May house prices lifted at their fastest annual rate since November 2011 as credit easing schemes bring down the cost of a mortgage for consumers.
Nationwide's House Price Index shows a 1.1% annual increase in May. The average price of a home is now £167,912. The month-on-month rise was 0.4%.
"It's not just prices - a number of measures of housing market activity have also started to move higher," said Robert Gardener, chief economist at building society Nationwide.
"In the first four months of 2013 the number of property transactions was running at around 5% above the monthly average prevailing in 2012.
"The number of mortgage approvals for house purchase in the first quarter of 2013 was also around 4% above last year's monthly average."
A cocktail of credit easing initiatives are in place to help ease the flow of credit into the real economy. The most significant of these are the Funding for Lending Scheme (FLS) and Help to Buy.
FLS, which sees banks offered cheap loans from the Bank of England in exchange for increased lending to the real economy, has brought down mortgage rates and deposit requirements.
In his 2013 Budget, Chancellor George Osborne unveiled the Help to Buy scheme, which offers significant support for the consumer mortgage market.
Help to Buy is split into two parts. The first is up to a 20% equity loan from the government to buyers of new build homes worth under £600,000.
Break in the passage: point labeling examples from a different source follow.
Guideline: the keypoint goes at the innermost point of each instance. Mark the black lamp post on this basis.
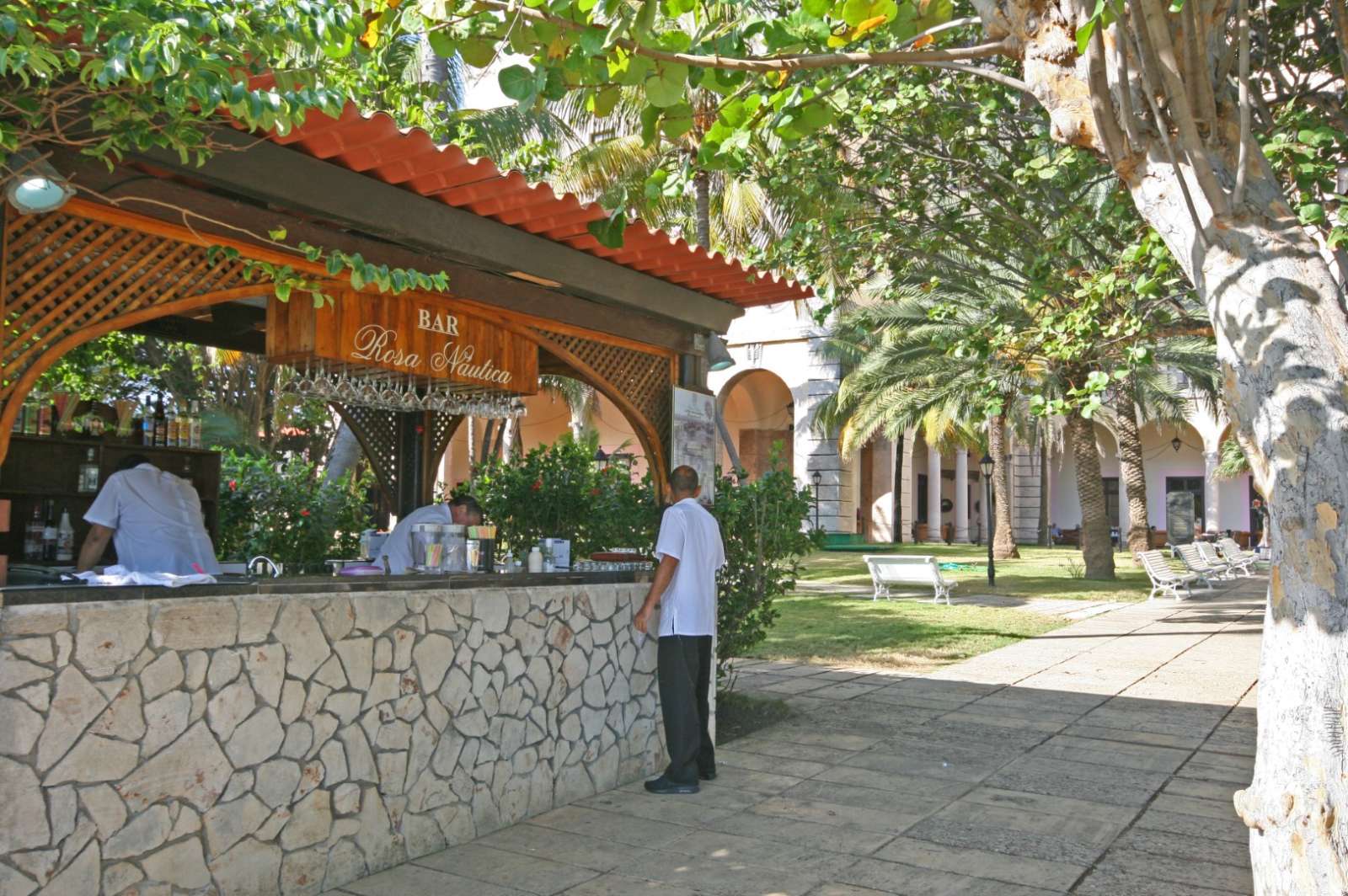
(986, 468)
(817, 477)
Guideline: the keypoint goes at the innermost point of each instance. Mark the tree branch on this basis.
(1156, 26)
(793, 62)
(1238, 195)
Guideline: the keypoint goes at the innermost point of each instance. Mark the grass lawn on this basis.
(902, 633)
(1041, 572)
(917, 635)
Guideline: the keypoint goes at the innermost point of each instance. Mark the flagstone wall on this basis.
(258, 745)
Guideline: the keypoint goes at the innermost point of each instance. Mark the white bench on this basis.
(889, 570)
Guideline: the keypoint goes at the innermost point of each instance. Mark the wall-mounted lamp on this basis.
(37, 188)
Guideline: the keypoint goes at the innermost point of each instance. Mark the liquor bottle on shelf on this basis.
(147, 424)
(88, 473)
(49, 534)
(65, 538)
(161, 438)
(33, 536)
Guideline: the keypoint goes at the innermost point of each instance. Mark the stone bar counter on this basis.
(289, 738)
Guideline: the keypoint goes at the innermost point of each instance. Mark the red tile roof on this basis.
(377, 147)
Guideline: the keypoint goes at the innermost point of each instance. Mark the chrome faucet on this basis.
(258, 566)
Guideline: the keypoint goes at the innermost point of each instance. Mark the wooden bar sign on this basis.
(415, 334)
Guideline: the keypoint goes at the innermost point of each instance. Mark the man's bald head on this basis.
(684, 483)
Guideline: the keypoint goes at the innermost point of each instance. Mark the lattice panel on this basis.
(64, 274)
(642, 376)
(377, 435)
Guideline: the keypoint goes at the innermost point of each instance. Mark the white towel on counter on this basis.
(115, 576)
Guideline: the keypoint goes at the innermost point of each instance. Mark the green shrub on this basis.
(559, 491)
(282, 509)
(763, 529)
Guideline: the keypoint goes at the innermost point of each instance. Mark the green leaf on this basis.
(608, 231)
(662, 92)
(518, 84)
(1312, 213)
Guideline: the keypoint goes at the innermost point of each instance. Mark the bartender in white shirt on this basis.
(398, 549)
(154, 520)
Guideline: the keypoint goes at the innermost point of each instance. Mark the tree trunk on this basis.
(1282, 343)
(343, 455)
(1003, 536)
(703, 192)
(1045, 458)
(1096, 549)
(1134, 473)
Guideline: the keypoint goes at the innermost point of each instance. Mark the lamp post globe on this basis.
(986, 467)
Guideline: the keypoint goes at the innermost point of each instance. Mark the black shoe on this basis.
(664, 786)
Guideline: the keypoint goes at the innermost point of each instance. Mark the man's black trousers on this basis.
(685, 674)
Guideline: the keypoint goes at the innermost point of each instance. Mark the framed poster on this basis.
(694, 438)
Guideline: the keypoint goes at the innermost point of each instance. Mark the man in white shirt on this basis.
(462, 511)
(691, 552)
(154, 520)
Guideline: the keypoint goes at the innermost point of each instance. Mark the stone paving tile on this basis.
(976, 862)
(793, 686)
(878, 821)
(417, 880)
(826, 837)
(1179, 871)
(617, 884)
(620, 829)
(761, 851)
(775, 765)
(1049, 805)
(905, 785)
(766, 745)
(563, 846)
(907, 880)
(495, 867)
(693, 812)
(1111, 882)
(723, 876)
(1183, 846)
(1231, 830)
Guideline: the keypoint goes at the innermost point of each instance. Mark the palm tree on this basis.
(1157, 394)
(900, 376)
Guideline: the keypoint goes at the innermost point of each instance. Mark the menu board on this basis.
(417, 334)
(693, 441)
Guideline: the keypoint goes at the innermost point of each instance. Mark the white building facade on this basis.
(890, 492)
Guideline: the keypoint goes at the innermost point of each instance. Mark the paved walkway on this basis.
(1098, 759)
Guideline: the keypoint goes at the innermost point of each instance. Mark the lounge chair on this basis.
(1239, 559)
(1206, 569)
(1165, 579)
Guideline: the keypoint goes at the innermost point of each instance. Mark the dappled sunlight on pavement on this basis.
(1096, 759)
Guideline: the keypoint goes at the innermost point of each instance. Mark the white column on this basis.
(961, 496)
(1211, 485)
(933, 495)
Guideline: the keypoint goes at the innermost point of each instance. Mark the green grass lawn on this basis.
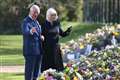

The loan will be interest-free for the first five years, but must be repaid if the new home is sold by the borrower.
Its second strand is a mortgage guarantee, available to all homebuyers of both new and existing properties worth under £600,000.
Up to £130bn of home loans at commercial lenders will qualify for the guarantee.
Critics say the support for the mortgage market risks blowing another bubble in the property market as supply cannot even keep up with existing demand.
The current level of demand means around 250,000 new homes need to be built a year just to meet it. In 2012, fewer than 100,000 housing starts were made.